« Radio VINCI Autoroutes, l’info trafic : Sébastien Drey. Bientôt 8 h 30. Vos conditions de circulation dans le Sud du pays. Peu d’évolutions si vous nous avez suivis un peu plus tôt, à noter qu’un poids lourd est toujours sur la bande d’arrêt d’urgence, du côté de…  »

— Vous pourriez changer de station ?

La conductrice obtempéra, sélectionna Virgin Radio puis reporta sa concentration sur la route.

La voiture filait sur l’A61 en direction de Narbonne.

À l’intérieur, quatre individus. Quatre destins. Des anonymes cachés derrière un pseudonyme, partageant un morceau de vie à grande vitesse grâce à une application de covoiturage.

L’autoroute des Deux-Mers ressemblait à un interminable ruban d’asphalte nimbé de brouillard. À cette heure-ci, la voie rapide était presque déserte, seuls quelques camions immatriculés en Espagne se traînaient sur la droite. À une vitesse de croisière de cent trente kilomètres à l’heure, la voiture dépassait ces pachydermes de métal.

Assis à l’arrière, il y avait le taciturne Charlie3131. Conformément à ce qui était stipulé sur son profil, il n’aimait pas faire la conversation, il fixait le paysage monotone d’un air désabusé. Soit. À ses côtés se tenait Lotus M, qui pianotait nerveusement sur son smartphone depuis le départ. C’était elle qui avait demandé à changer de station de radio.

Devant, Coccinelle échangeait des banalités avec Bébé31, la conductrice, d’une humeur plutôt morose malgré son statut d’ambassadrice mentionné sur l’appli.

Un silence pesant finit par s’installer.

Les quatre voyageurs étaient partis de Toulouse depuis un peu plus d’une heure, pourtant l’envie de faire une halte s’imposait déjà à eux. Ils avaient effectué plus de la moitié du trajet jusqu’à Perpignan – leur destination finale –, aussi décidèrent-ils après concertation de s’arrêter.

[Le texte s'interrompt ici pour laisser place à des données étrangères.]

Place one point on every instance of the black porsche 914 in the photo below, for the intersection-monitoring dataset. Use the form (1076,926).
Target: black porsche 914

Un panneau apparut, tel un signe providentiel, pour le plus grand bonheur des vessies pleines et des organismes en mal de nicotine : aire de Gignac.

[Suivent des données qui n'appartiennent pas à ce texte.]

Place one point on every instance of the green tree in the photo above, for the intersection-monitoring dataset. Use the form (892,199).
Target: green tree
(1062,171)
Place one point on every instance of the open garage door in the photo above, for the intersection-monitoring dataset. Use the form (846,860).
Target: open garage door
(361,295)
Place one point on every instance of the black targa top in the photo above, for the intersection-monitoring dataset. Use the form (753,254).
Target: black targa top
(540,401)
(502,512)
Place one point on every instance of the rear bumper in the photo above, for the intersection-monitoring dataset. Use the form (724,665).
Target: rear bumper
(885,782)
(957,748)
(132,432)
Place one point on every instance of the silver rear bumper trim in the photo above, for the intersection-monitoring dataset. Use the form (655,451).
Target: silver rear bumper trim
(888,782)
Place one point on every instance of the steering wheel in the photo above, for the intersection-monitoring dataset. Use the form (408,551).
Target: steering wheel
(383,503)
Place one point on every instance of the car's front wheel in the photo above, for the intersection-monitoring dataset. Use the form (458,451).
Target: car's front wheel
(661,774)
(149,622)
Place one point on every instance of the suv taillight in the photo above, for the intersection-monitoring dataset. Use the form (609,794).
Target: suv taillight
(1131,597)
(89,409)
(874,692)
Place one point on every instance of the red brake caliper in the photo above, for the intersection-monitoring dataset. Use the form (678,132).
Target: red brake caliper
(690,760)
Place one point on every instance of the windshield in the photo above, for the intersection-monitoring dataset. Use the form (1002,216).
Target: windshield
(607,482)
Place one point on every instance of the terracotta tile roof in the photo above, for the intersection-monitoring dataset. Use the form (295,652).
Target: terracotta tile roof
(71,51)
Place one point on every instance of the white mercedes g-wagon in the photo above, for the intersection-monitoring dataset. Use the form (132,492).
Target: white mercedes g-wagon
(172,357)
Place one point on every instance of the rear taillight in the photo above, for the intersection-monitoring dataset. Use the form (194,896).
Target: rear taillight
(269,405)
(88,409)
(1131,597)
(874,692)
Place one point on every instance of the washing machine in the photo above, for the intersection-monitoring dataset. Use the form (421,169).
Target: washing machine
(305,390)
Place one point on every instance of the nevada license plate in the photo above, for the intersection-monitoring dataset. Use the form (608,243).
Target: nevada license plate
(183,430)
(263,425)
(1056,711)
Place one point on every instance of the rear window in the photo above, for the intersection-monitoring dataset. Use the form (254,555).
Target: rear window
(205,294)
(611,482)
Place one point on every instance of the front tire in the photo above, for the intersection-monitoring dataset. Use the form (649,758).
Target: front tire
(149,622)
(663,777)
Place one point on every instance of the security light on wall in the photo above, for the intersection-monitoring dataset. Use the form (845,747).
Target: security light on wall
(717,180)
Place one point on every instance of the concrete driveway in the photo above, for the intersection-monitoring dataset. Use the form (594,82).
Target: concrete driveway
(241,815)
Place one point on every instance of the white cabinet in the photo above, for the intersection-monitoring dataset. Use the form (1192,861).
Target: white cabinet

La voiture se déporta sur la droite, suivit le lacet vers l’aire de repos en ralentissant. Le parking était enclavé de brume, abandonné, à l’exception d’un véhicule garé sur une place pour handicapé, près des toilettes.

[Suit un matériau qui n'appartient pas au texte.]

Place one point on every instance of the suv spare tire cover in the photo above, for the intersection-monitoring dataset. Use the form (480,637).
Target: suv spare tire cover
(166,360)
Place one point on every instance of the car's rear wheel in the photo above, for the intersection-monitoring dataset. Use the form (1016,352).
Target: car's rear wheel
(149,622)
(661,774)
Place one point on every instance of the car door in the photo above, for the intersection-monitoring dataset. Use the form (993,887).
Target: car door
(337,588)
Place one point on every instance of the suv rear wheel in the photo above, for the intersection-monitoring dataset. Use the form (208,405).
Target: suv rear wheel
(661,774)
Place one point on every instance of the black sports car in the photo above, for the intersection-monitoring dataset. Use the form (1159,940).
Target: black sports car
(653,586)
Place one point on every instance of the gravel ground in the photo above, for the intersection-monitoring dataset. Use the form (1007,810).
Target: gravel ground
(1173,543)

Un bouquet d’arbres entourait les sanitaires, les cimes disparaissaient dans la grisaille oppressante. Des sacs-poubelle, des cartons de fast-food et des packs de bière étaient entassés à côté des conteneurs à déchets semi-enterrés. Une nuée de mouches tourbillonnait autour. Des flaques nauséabondes s’étalaient sur le trottoir jonché de mégots et d’emballages. C’était glauque. Dégueulasse. Les paroles de I Heard It Through the Grapevine, par le groupe américain Creedence, émanaient des enceintes disséminées dans les toilettes et flottaient dans l’air, ajoutant une note incongrue à ce décor passablement étrange, un décalage entre la mélodie entraînante et cette atmosphère poisseuse digne d’un Tarantino.

L’endroit était calme. Trop calme.

La voiture se gara à une dizaine de mètres de l’autre véhicule.

En sortant, aucun des quatre voyageurs ne remarqua l’homme au physique de colosse dans les sanitaires. Un homme recouvert de sang.